On November 19th, between 8 and 11 civilians were killed in Bia’as village in an incident that the Coalition has confirmed to Airwars is now under investigation. Width Abdullah (pictured) was among the dead. A similar pattern of heavy casualties from reported airstrikes continued into the next month.

Fadel Abdul Ghani, director of the Syrian Network for Human Rights, points to an incident on December 9th, at a time when SDF forces were able to reach Ja’bar Castle near the city of al Tabaqa. “International forces launched raids to support the progress of the Syrian Democratic Forces and caused dozens of civilian casualties,” Mr Abdul Ghani told Airwars. “The most prominent incident was the bombing of the village of Ma’yezila in northern Raqqa, which is under the control of Daesh – killing 22 civilians, including six children and six women.”

Asked why he thought there was such a lack of international media coverage of the toll inflicted by the anti-ISIL campaign at Raqqa, Mr Abdul Ghani said: “The justification is always there – Daesh.”

In 2017, heavy Coalition strikes have continued.

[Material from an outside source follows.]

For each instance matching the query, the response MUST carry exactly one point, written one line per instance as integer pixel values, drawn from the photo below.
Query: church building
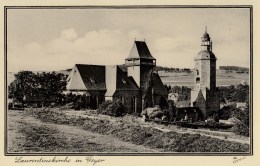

On January 6th, another raid northeast of Tabaqa reportedly claimed the lives of at least eight civilians. The Syrian Observatory for Human rights reported that “the death toll is expected to rise because there are some people in a critical situation.”

“The Al-Swidiyyeh massacre is considered the first massacre against civilians carried out by warplanes of the coalition during the year 2017,” said the Observatory.

Donald Trump, inaugurated as US President on January 20th, has promised to “bomb the hell out of ISIS” – making defeat of the terror group a key goal. If the Trump campaign is to match or increase the intensity of the last months of the Obama administration, the civilian toll will only grow.